Dass ist aber auch gleichzeitig der Zeitpunkt, wo wir aufpassen müssen, dass wir uns nicht einfach "dekadent" zurücklehnen, wir müssen uns also jetzt umgruppieren und schauen was die nächsten "dicken Dinger" sind. Wir haben zu Microsoft und Apple so ziemlich aufgeschlossen, und jetzt müssen wir diesen schnelleren Entwicklungsprozess nutzen, um auch vorbeiziehen.

Für KDE 4.4 ist geplant, dass wir unsere gesamte PIM-Suite auf Akonadi umstellen, damit haben wir dann einen zentralen Speicherort für Kontakte, Mail, Bookmarks, Chat-Logs und mehr, der von mehreren Anwendungen genutzt werden kann. Vorerst gibt es diesen Wechsel aber nur als Prototyp, damit hier keine Mail-Verluste entstehen, mit KDE 4.5 soll das dann Default werden.

Eine andere wichtige Sache ist der semantische Desktop, wir haben hier die Fundamente gelegt, jetzt müssen wir das auch in den einzelnen Applikationen nützen, damit wir zeigen, wie die Benutzer davon profitieren können.

derStandard.at: Integration in Anwendungen heißt vor allem eine globale Suche, oder?

Kügler: Suche ist sicher ein Szenario, dazu gehört aber zum Beispiel auch, dass wir uns merken, welche Webseiten besucht wurden. Wenn ich mir die Zeit nehme eine Website zu lesen, dann ist es sicherlich auch sinnvoll die Seite zu indexieren, damit ich die Informationen später wiederfinde. Das ist mit dieser einheitlichen Plattform, wo wir komplette I/O abfangen können, relativ einfach. All das bietet uns auch die Möglichkeit, die starke Integration zu benutzen, um relativ schnell die Schritte zu setzen, die uns an die Spitze vor Microsoft und Apple bringen.

Was ich zum Beispiel gern so schnell wie möglich umgesetzt hätte, ist ein zentrales Konzept von Personen. Ich möchte zu jemandem, mit dem ich an einem bestimmten Projekt arbeite, schnell die relevanten E-Mails präsentiert bekommen, sehen, ob wir gemeinsame Termine haben, ich möchte direkt in diesem Kontext Chat-Logs abrufen können, oder auch sehen, wo sich die Person gerade befindet. Ich möchte also den Computer näher an das mentale Modell, das wir als Menschen haben anpassen, Konzepte, die wir im Alltag benutzen, auch im User Interface umsetzen - und nicht an Dateien und Ordnern hängen bleiben.

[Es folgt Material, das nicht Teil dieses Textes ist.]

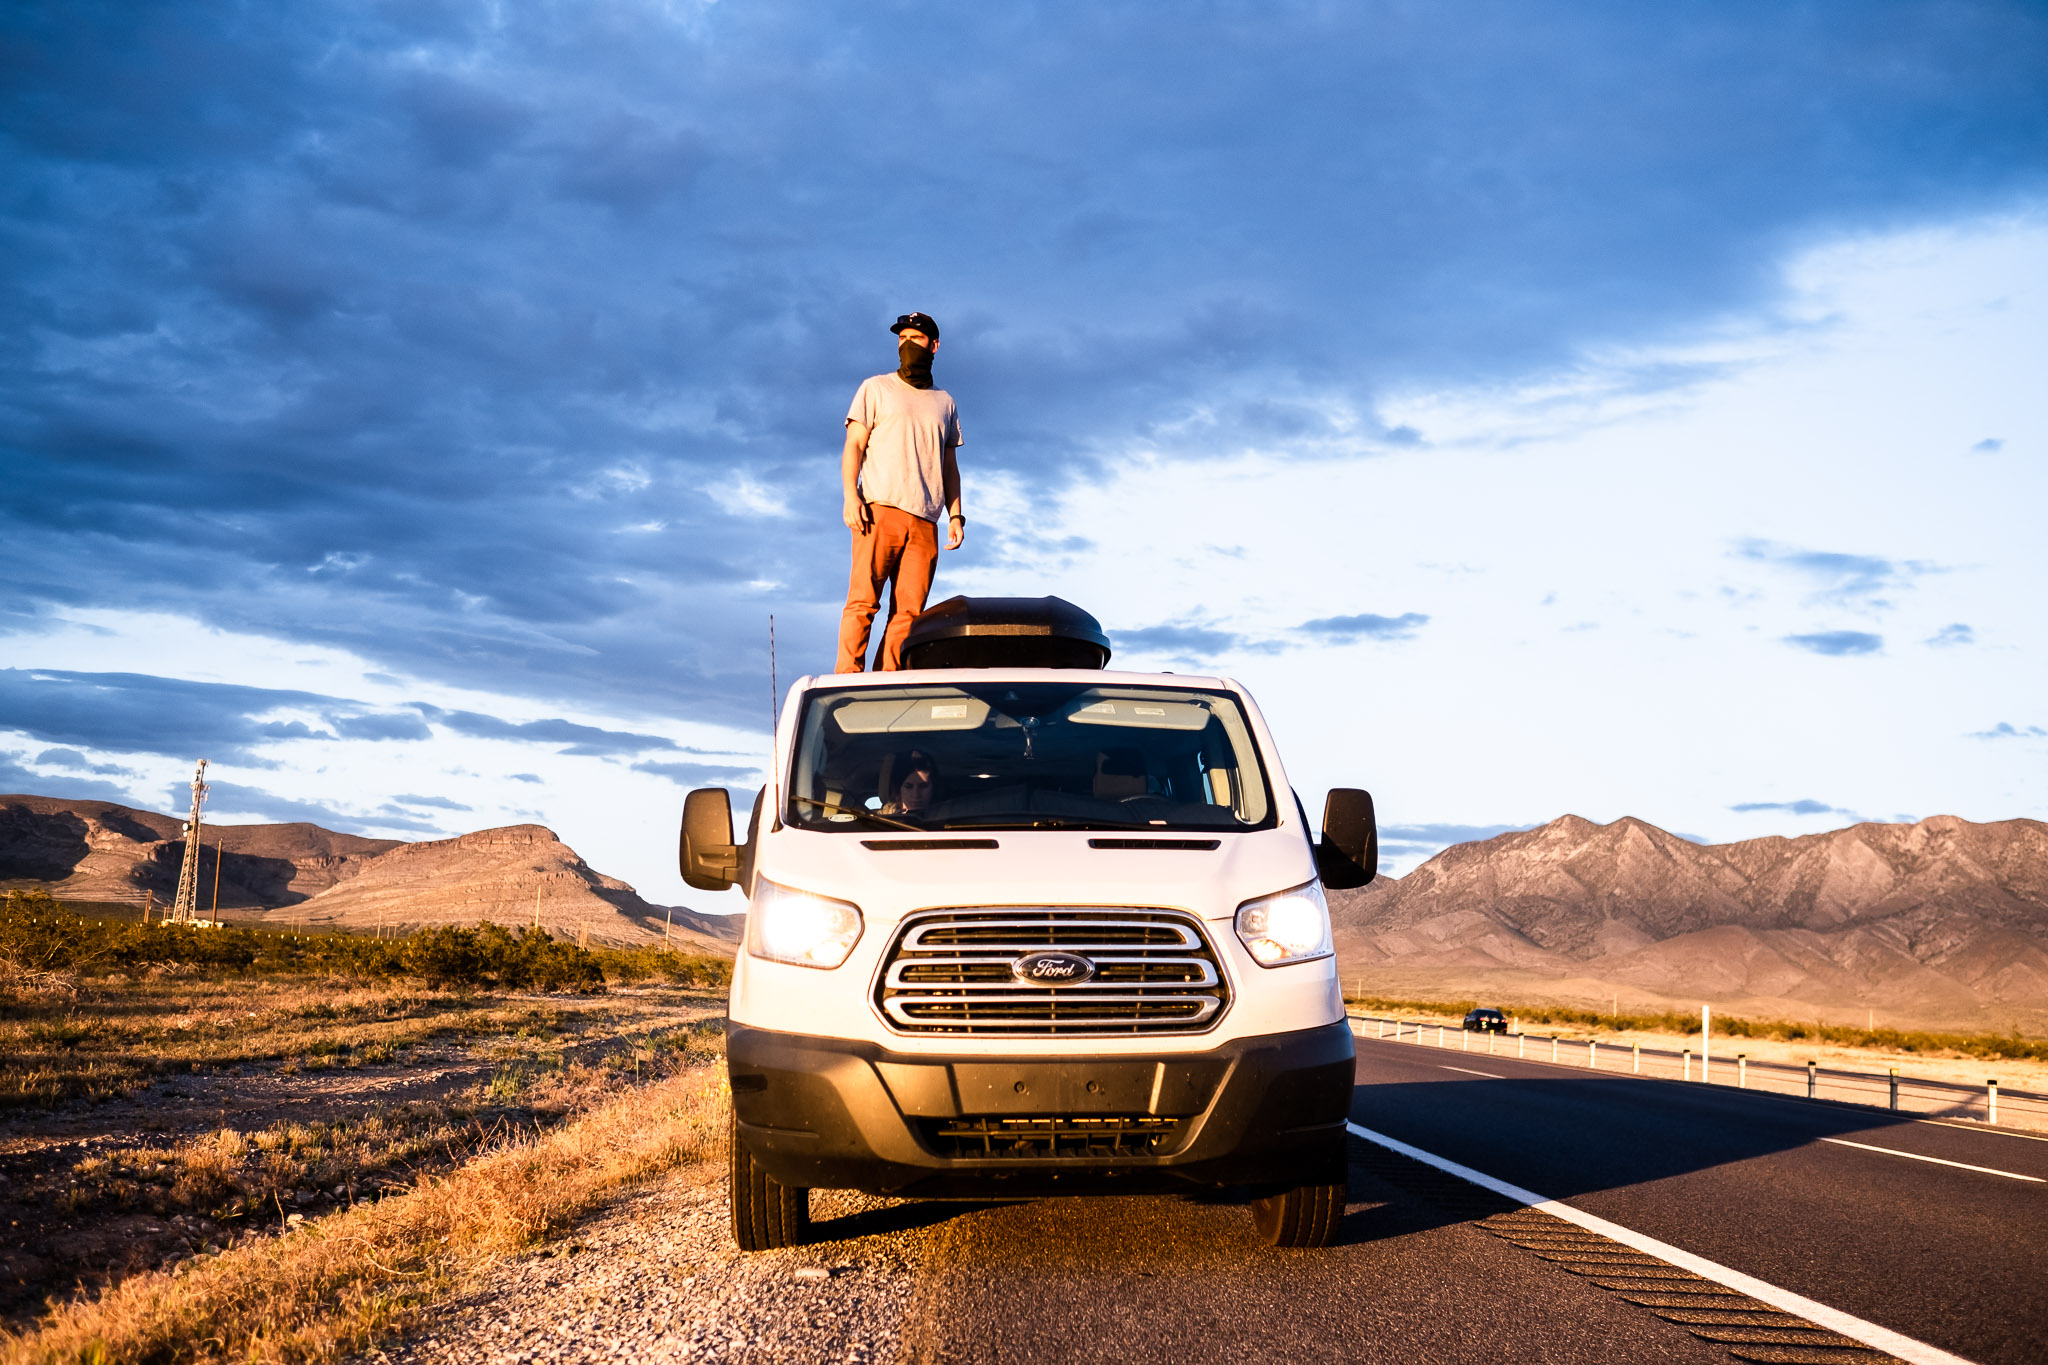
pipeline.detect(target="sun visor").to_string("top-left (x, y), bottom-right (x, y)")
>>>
top-left (828, 694), bottom-right (992, 733)
top-left (900, 595), bottom-right (1112, 670)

Diesen semantischen Desktop wollen wir dann noch mit dem "sozialen Desktop" kombinieren. Wir wollen die Community - die eine unserer Stärken ist - benutzen, um die Desktop-Erfahrung zu verbessern. Das heißt zum Beispiel Peer-to-Peer-Support zu ermöglichen, damit die Leute sich gegenseitig helfen können, etwa wenn jemand in der Nähe den gleichen Drucker hat.

derStandard.at: Ist das Problem hier nicht, dass sich dafür die NutzerInnen einem weiteren - sehr speziellen - sozialen Netzwerk anschließen müssen, während all ihre Freunde auf Facebook sind?

Kügler: Klar, insofern ist OpenDesktop [das derzeit das Backend für den "sozialen Desktop" bildet, Anm.] eine sehr gute Experimentierplattform, der nächste Schritt ist aber sicher den Desktop auch mit anderen Services zu verbinden. So dass man dann sein Adressbuch einfach mit LinkedIn verbinden oder seine Bookmarks mit del.icio.us abgleichen kann.

Wir haben die Technologie, um sehr einfach Webservices in den Desktop einzubinden, das läuft für mich persönlich auch oft unter dem Konzept "Freeing the Web from the Browser". Das heißt, dass wir versuchen diese sehr limitierte Plattform "Webbrowser" zu umgehen, wir brauchen nicht die "crappy" HTML / Javascript / AJAX-Interfaces, die erst zwanzig Jahre später Drag & Drop in einen E-Mail-Client erlauben.

derStandard.at: An KDE5 verschwendt man derzeit wohl noch keinen Gedanken, oder?

Kügler: KDE5 hieße für uns, dass wir die Binär-Kompatibilität brechen, und bis jetzt sehen wir die Notwendigkeit dafür einfach noch nicht. Die KDE4-Plattform sieht bisher richtig gut aus, in den ersten eineinhalb Jahren hatten wir kaum Sachen, bei denen wir gedacht haben: "Das hätten wir lieber anders bauen müssen".

derStandard.at: Wir danken für das Gespräch.